SlateAfrique – Et en Afrique ? La lutte s´organise-t-elle ?


Christophe Champin  – Les Européens et les Américains ont pris conscience de la gravité du problème. Pour preuve, ce «G8 drogue», auquel participaient plusieurs ministres africains, s'est tenu à  Paris début mai pour élaborer un plan de lutte contre le trafic. Jamais, jusqu'ici, ce thème n'avait été à  l'agenda du club des pays riches. Plusieurs pays européens –dont la France, la Grande-Bretagne, le Portugal et l'Espagne– de même que les Etats-Unis, multiplient déjà  les actions de coopération avec les pays africains. Les Européens coordonnent leurs actions en mer à  travers le MAOC-N, basé à  Lisbonne. Mais la coopération entre pays africains, dont les moyens de lutte au niveau national sont déjà  faibles, n'en est qu'à  ses balbutiements.
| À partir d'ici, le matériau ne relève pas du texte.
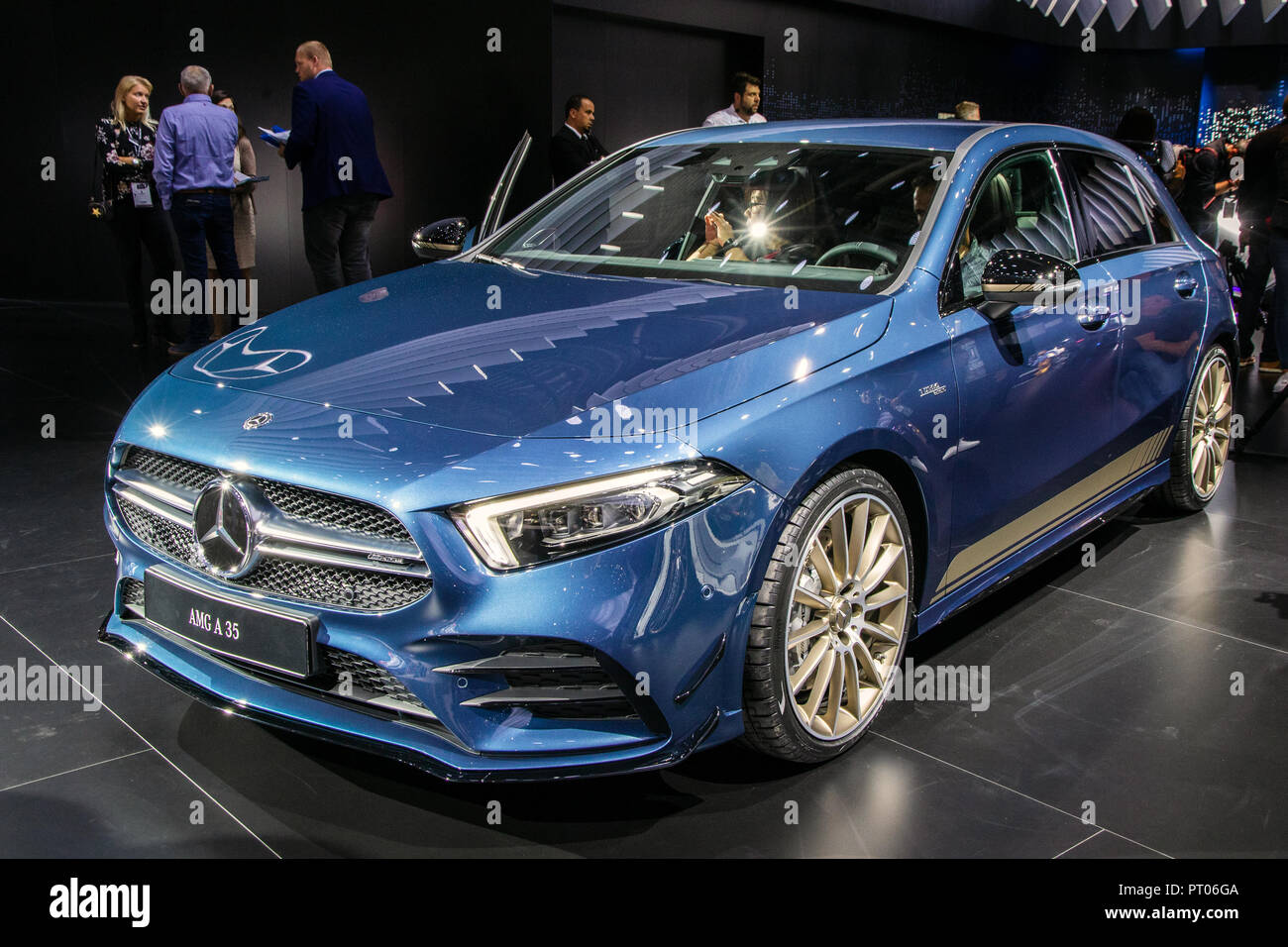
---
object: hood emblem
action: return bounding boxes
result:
[192,326,313,381]
[192,478,259,579]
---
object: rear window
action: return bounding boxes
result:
[1064,151,1153,257]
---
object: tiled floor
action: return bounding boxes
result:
[0,307,1288,858]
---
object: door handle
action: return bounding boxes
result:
[1074,305,1111,333]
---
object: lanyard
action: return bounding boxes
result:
[125,125,143,156]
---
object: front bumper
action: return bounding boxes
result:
[99,483,780,781]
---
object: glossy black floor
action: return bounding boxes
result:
[0,304,1288,858]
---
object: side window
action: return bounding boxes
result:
[948,151,1077,303]
[1132,174,1176,244]
[1065,151,1153,257]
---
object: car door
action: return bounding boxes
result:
[1061,149,1208,459]
[935,149,1118,607]
[474,130,532,244]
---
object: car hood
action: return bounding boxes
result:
[171,262,892,437]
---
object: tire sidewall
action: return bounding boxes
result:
[770,468,915,760]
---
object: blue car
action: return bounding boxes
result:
[100,120,1236,780]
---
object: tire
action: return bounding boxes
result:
[1154,346,1234,513]
[743,468,915,763]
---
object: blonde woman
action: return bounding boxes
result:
[94,76,179,349]
[206,90,255,339]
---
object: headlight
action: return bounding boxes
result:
[448,460,748,570]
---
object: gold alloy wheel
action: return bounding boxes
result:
[786,493,909,741]
[1190,359,1234,500]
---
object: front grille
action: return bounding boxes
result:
[121,579,437,724]
[435,639,639,720]
[121,447,211,489]
[116,500,197,566]
[255,476,411,543]
[318,644,425,708]
[113,447,433,611]
[121,579,143,608]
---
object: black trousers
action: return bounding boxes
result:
[108,198,179,346]
[170,192,241,348]
[1239,232,1279,359]
[304,194,380,294]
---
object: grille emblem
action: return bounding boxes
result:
[192,478,259,579]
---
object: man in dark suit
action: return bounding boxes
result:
[1239,99,1288,373]
[278,40,393,292]
[550,95,608,187]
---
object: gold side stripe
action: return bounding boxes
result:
[931,428,1172,601]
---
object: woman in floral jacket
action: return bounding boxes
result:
[94,76,179,348]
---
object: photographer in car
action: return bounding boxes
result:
[690,167,796,262]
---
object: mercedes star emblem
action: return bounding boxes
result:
[192,478,259,579]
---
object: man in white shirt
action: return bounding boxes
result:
[702,72,765,126]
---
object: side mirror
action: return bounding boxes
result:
[980,250,1082,318]
[411,217,471,261]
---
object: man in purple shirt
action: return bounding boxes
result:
[152,65,246,356]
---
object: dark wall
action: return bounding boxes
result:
[564,0,1203,141]
[551,7,765,151]
[8,0,551,312]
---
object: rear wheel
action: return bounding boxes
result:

Or une telle coordination est essentielle. Les Européens, eux, ont compris qu'il ne sert à  rien de se battre tout seul dans son coin contre des organisations criminelles transnationales.

SlateAfrique –  Y-a-t-il des «narco-Etats» en Afrique ?

Christophe Champin  – Si l'on entend par «narco-Etat» un pays dont les dirigeants sont mêlés au trafic et tirent une partie de leurs ressources du trafic, la réponse est non. Ce qui ne veut pas dire que les organisations criminelles n´ont pas réussi à  s´infiltrer dans les institutions politiques de certains pays. Depuis une dizaine d´années, il existe plusieurs cas de personnalités politiques arrêtées pour leur implication avérée ou présumée dans le trafic de drogue. Même s´ils ont depuis été libérés et qu´ils clament leur innocence, deux des fils de l´ancien président guinéen Lansana Conté ont tout de même été arrêtés pour cette raison. Au Maroc, le fils de l´ancien président mauritanien Ould Aidallah croupit en prison dans une affaire de trafic de cocaïne. Le 6 mai, Sheryl Cwele, épouse du ministre sud-africain de la Sécurité, a été condamnée à  douze ans de prison pour trafic de drogue. L´autre volet du problème concerne le blanchiment. Le Groupe intergouvernemental d'action contre le blanchiment d'argent en Afrique de l'Ouest (Giaba) a publié, récemment, un rapport (PDF) qui dresse un constat inquiétant à  propos de l´infiltration de l´argent sale dans les économies de nombreux pays de la région, notamment dans l´immobilier, le tourisme et l´import-export.